O Brasil também poderia estar lucrando com o comércio legal da maconha, mas o proibicionismo construído pelo moralismo seguido de um falso discurso de preocupação com a saúde pública faz com que não haja solução para problemas de longa data enfrentados no país. A maconha sempre existiu no Brasil (e provavelmente sempre existirá), fechar os olhos para esse fato e tratar os usuários como criminosos só reforça o retrocesso do país.  

 

Ora, será que os falsos moralistas e legisladores brasileiros consideram apenas como sendo usuário da cannabis o negro, o favelado e a pessoa de baixa renda? Isso seria, no mínimo, incoerente, inverídico e uma verdadeira hipocrisia. A maconha, que paradoxalmente foi trazida para o Brasil pelos escravos, está inserida em todas as camadas sociais e econômicas do país. Ou vocês acham que não existem políticos, juízes, promotores de justiça, advogados, médicos, cantores famosos, padres e por aí em diante que fazem uso da substancia “ilícita”. E sim, ilícita está escrito entre aspas propositalmente, pois o que parece é que a maconha é considerada ilícita apenas quando consumida pela pobre. 

 

Se o usuário da cannabis está apenas consumindo e fazendo “mal” para si, qual é o cabimento da punição? E onde se enquadrariam os direitos constitucionalmente adquiridos como a liberdade e autonomia da vontade e o princípio da Dignidade da Pessoa Humana e a Privacidade; não cabendo ao Direito Penal proteger a pessoa de si mesma. 

 

Em um acordão recente art-28-crime.pdf (conjur.com.br)) prolatado pelo Tribunal de Justiça de São Paulo em 1º de agosto, o Juiz relator Gustavo Henrichs Favero, argumentou que: "A criminalização da conduta de portar droga para uso próprio, além de violar a autonomia e a autodeterminação do indivíduo, decorrências lógicas da dignidade humana, equivaleria a criminalizar a própria vítima". Ainda pontuou que: "O usuário de drogas não tem qualquer controle sobre o comportamento do traficante", destacou Favero. O Juiz ainda defendeu que seria arbitrária a punição de alguém que causou mal unicamente a si próprio. 

 

É importante ainda lembrar que, de acordo com o site Exame, o álcool e tabaco contém mais elementos químicos e oferecem maiores riscos à saúde do que as substancias químicas presentes na cannabis. 

 

Além de tudo, ainda existe a situação fática e temerária de que muitas vezes os usuários podem ser considerados traficantes (crime que tem pena de reclusão de 5 (cinco) a 15 (quinze) anos), já que a Lei é silente quanto a quantidade de droga necessária para diferenciar um usuário de um traficante. 

 

Quem determina se o crime cometido foi o de tráfico de drogas é a autoridade policial, além do juiz da vara responsável por analisar o caso concreto e decidir se a droga apreendida se destina para o uso pessoal ou para a venda.

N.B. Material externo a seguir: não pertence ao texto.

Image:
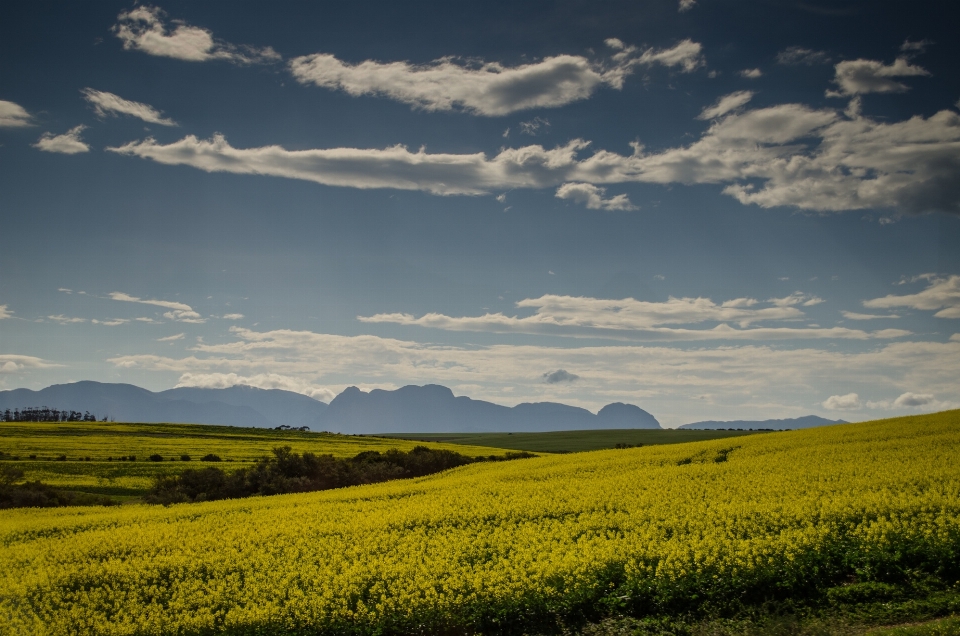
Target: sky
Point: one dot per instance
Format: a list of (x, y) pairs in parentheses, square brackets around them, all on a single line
[(712, 209)]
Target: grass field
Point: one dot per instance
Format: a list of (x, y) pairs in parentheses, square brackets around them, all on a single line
[(571, 441), (860, 522), (103, 441)]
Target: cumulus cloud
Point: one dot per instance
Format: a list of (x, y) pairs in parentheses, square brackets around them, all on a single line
[(560, 375), (941, 294), (105, 103), (785, 155), (489, 88), (68, 143), (640, 320), (260, 381), (848, 402), (180, 312), (857, 77), (726, 104), (663, 378), (14, 116), (793, 55), (11, 363), (142, 29), (592, 197)]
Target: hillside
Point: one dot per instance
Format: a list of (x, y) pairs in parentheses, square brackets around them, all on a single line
[(862, 519), (92, 451)]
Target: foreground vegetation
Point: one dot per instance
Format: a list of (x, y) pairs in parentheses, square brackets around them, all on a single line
[(114, 459), (858, 524), (572, 441)]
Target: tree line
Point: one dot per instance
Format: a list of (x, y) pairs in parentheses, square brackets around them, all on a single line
[(46, 414), (289, 472)]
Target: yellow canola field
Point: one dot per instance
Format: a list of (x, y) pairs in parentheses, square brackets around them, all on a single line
[(490, 545)]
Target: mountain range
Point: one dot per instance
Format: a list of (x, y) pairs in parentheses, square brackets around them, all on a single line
[(411, 409)]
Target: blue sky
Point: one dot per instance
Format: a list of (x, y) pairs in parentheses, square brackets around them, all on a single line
[(711, 209)]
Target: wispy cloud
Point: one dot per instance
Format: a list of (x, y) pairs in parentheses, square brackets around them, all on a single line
[(858, 77), (68, 143), (12, 363), (642, 320), (489, 88), (726, 104), (852, 315), (142, 29), (941, 294), (180, 312), (109, 104), (592, 197), (785, 155), (14, 116), (607, 372)]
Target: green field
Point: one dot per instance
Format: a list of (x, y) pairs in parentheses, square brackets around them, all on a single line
[(93, 451), (832, 530), (571, 441)]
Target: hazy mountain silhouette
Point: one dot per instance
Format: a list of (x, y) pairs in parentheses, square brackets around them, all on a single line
[(434, 409), (808, 421), (411, 409), (237, 406)]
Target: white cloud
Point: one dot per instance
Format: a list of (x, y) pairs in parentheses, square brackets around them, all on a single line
[(662, 379), (531, 127), (142, 29), (848, 402), (800, 55), (68, 143), (913, 399), (785, 155), (851, 315), (726, 104), (260, 381), (592, 196), (178, 311), (109, 104), (858, 77), (11, 363), (14, 116), (560, 375), (941, 294), (489, 88), (631, 319), (796, 298), (113, 322)]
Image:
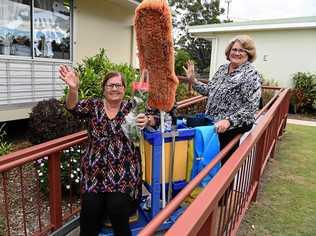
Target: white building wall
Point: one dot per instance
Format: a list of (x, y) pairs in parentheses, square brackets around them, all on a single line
[(103, 24), (97, 24), (280, 54)]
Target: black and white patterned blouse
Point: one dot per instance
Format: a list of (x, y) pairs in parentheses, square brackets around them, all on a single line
[(233, 96)]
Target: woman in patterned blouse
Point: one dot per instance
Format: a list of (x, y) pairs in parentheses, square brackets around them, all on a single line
[(233, 93), (111, 165)]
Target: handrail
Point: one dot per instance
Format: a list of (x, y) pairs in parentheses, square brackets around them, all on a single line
[(23, 156), (53, 149), (210, 196)]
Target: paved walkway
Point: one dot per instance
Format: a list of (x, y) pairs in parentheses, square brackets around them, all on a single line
[(301, 122)]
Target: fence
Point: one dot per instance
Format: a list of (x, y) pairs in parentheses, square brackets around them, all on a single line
[(29, 208)]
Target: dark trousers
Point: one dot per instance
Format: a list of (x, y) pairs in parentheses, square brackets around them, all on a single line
[(226, 137), (95, 207)]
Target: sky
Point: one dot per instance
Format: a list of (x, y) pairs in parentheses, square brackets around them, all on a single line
[(241, 10)]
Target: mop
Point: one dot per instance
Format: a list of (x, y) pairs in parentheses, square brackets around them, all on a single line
[(153, 26)]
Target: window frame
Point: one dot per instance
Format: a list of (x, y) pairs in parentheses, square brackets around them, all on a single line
[(32, 56)]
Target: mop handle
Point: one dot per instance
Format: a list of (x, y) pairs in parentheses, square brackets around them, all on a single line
[(163, 168)]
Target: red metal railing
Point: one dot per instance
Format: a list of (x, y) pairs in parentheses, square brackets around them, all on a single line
[(220, 207), (36, 212), (40, 213)]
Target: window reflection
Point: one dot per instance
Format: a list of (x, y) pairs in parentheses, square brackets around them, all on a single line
[(52, 29), (15, 27)]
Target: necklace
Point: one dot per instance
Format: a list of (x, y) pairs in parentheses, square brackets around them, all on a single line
[(111, 111)]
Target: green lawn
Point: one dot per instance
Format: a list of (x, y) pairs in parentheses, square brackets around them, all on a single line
[(286, 204)]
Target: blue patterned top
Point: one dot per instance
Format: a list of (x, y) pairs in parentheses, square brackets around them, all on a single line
[(111, 162)]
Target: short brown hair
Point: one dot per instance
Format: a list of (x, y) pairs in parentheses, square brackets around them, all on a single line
[(111, 75), (247, 43)]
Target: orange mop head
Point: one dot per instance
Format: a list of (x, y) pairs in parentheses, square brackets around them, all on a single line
[(153, 27)]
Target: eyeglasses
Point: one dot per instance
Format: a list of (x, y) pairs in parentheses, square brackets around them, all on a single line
[(239, 50), (112, 86)]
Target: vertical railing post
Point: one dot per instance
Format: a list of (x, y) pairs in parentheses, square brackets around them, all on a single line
[(260, 156), (55, 189)]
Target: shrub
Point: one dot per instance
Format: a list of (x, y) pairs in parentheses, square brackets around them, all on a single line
[(92, 70), (182, 56), (49, 120), (5, 146), (304, 92)]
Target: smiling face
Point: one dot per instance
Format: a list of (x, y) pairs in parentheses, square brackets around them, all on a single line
[(114, 89), (238, 55)]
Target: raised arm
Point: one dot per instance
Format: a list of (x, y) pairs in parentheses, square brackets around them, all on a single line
[(198, 86), (72, 80)]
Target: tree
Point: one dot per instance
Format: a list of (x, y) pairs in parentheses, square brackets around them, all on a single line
[(195, 12)]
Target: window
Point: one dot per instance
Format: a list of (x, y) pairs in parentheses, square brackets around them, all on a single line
[(15, 28), (51, 28)]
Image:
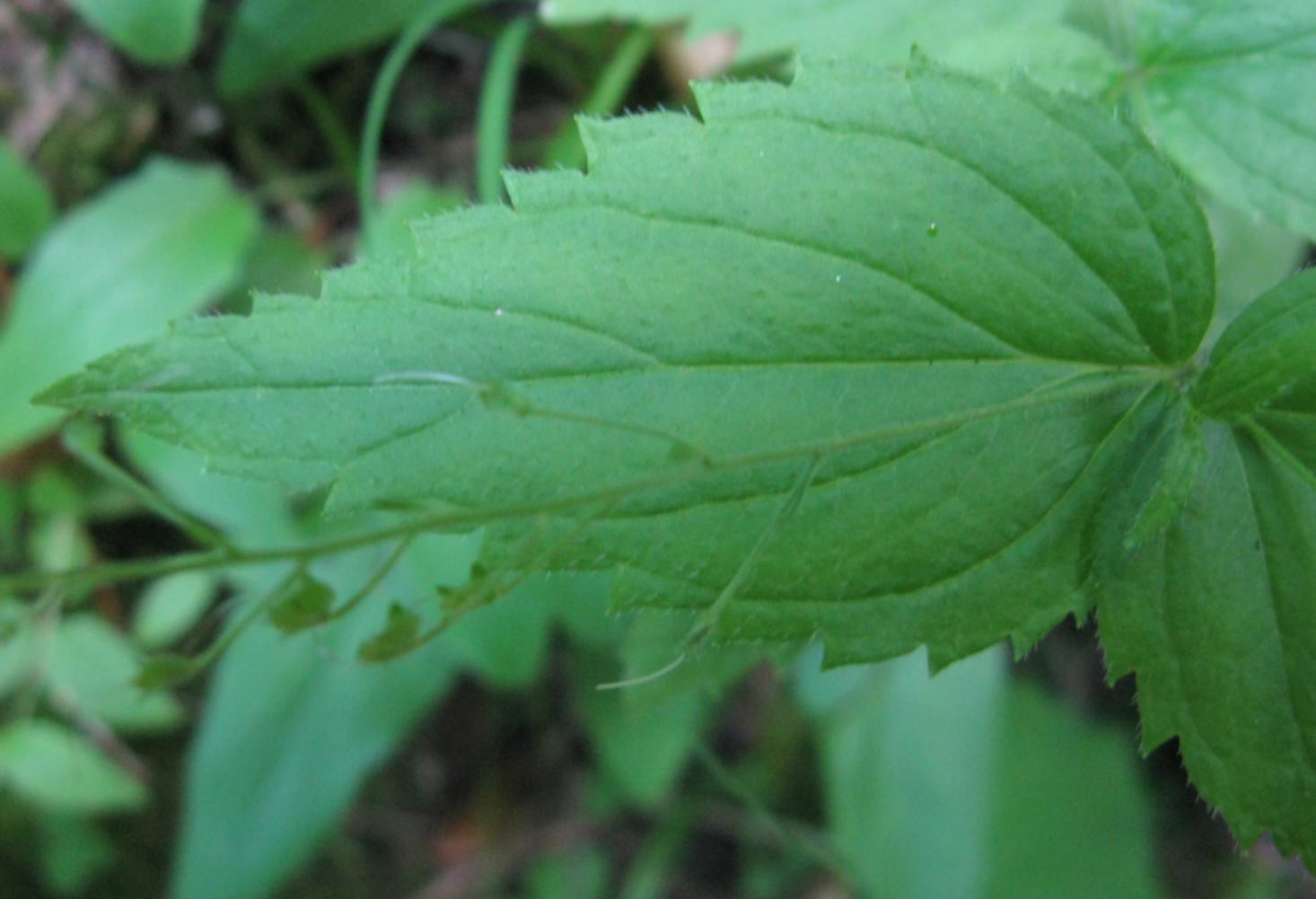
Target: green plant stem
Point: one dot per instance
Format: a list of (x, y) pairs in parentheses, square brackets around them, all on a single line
[(790, 836), (497, 99), (566, 149), (382, 92), (374, 580), (1074, 388), (83, 442)]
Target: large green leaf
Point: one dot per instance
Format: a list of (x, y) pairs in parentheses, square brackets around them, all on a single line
[(27, 207), (153, 31), (883, 30), (155, 247), (965, 786), (891, 358), (1224, 87)]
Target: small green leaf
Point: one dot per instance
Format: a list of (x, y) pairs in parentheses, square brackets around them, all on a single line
[(27, 207), (395, 640), (167, 670), (963, 785), (303, 603), (93, 668), (160, 31), (61, 772), (170, 607), (154, 247), (1222, 83)]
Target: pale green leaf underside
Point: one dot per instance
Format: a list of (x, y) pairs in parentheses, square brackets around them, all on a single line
[(157, 245), (870, 357), (1225, 87), (948, 788)]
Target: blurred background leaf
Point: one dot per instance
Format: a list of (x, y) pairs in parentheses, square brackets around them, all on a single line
[(155, 247)]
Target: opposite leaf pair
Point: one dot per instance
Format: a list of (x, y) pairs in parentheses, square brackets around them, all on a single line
[(894, 360)]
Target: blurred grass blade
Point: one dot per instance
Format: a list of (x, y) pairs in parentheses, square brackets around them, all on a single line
[(27, 207), (160, 31)]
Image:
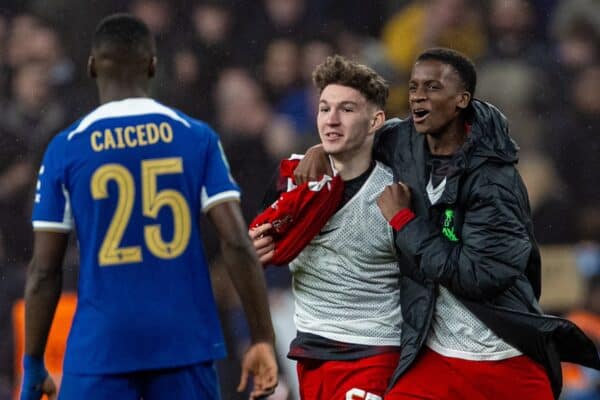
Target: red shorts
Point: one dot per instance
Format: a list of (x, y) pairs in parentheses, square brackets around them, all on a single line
[(434, 376), (363, 379)]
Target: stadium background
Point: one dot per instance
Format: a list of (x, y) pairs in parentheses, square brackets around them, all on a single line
[(244, 66)]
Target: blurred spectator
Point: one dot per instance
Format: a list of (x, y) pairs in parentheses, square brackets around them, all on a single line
[(213, 41), (19, 50), (280, 70), (187, 91), (575, 26), (549, 199), (574, 144), (158, 15), (272, 19), (265, 110), (584, 383), (512, 34), (297, 110)]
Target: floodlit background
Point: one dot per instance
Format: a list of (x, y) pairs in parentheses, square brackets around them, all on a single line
[(245, 67)]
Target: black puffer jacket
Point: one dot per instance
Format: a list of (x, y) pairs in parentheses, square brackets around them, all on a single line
[(494, 266)]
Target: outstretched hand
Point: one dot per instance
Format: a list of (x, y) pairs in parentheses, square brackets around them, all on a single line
[(259, 361), (46, 387), (394, 198), (263, 242), (313, 165)]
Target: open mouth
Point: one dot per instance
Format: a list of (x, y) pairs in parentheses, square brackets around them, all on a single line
[(419, 115)]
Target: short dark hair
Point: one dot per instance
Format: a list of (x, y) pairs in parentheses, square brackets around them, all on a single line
[(126, 35), (340, 70), (460, 62)]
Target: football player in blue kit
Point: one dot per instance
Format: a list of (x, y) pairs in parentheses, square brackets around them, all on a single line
[(132, 178)]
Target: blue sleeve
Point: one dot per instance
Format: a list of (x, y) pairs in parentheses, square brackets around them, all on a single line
[(51, 209), (218, 185)]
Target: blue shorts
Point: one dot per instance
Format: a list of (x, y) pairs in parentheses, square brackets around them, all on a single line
[(193, 382)]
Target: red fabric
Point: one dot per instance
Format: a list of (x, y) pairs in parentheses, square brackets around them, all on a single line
[(434, 376), (353, 380), (299, 214), (402, 218)]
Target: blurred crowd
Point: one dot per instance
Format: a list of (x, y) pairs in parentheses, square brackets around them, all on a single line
[(245, 68)]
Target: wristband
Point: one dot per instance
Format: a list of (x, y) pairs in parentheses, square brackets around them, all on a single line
[(34, 374), (402, 218)]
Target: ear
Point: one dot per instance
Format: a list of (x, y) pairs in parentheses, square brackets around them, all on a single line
[(463, 100), (152, 67), (92, 67), (377, 121)]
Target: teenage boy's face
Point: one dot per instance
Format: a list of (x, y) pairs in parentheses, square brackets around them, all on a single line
[(436, 96), (344, 119)]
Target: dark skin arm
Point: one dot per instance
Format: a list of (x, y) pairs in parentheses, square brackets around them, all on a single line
[(245, 271), (43, 288), (42, 291), (314, 164)]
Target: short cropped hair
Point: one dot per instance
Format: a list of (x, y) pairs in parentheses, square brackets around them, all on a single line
[(341, 71), (125, 34), (460, 62)]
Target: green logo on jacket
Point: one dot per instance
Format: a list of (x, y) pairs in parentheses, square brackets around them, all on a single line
[(448, 226)]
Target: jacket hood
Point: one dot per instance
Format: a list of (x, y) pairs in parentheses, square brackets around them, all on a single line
[(489, 138)]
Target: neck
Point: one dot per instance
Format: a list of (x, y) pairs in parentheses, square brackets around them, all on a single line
[(448, 140), (113, 91), (352, 166)]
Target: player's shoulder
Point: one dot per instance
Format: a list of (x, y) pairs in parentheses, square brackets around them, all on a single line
[(197, 126)]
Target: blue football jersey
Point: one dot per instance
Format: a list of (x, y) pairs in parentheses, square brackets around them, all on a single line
[(132, 178)]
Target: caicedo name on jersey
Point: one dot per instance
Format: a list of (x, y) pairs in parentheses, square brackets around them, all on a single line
[(131, 136)]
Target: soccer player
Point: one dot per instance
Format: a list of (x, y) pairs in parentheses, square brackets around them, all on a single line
[(346, 280), (132, 178), (461, 213)]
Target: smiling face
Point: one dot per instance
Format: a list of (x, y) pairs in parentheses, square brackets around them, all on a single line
[(346, 120), (436, 95)]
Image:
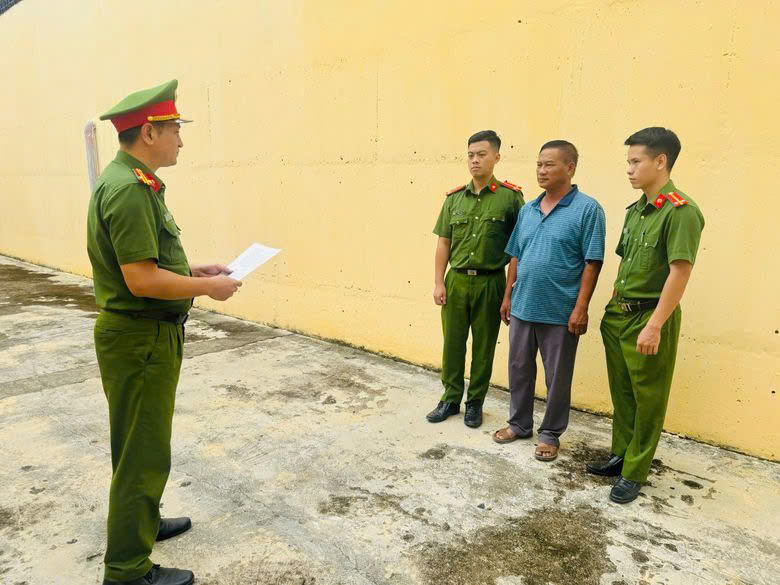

E, curiosamente, segundo o Infopen em estudo publicado em 2017, o número de pessoas encarceradas cumprindo pena por tráfico de drogas era superior a 176 mil, representando quase 30% da população carcerária. 

 

Eu encerro este texto questionando o número de usuários de cannabis que neste momento se encontram privados de suas liberdades ao terem sido sentenciados injustamente por tráfico de drogas em um sistema carcerário que nada contribui para a ressocialização do indivíduo. Vale a reflexão.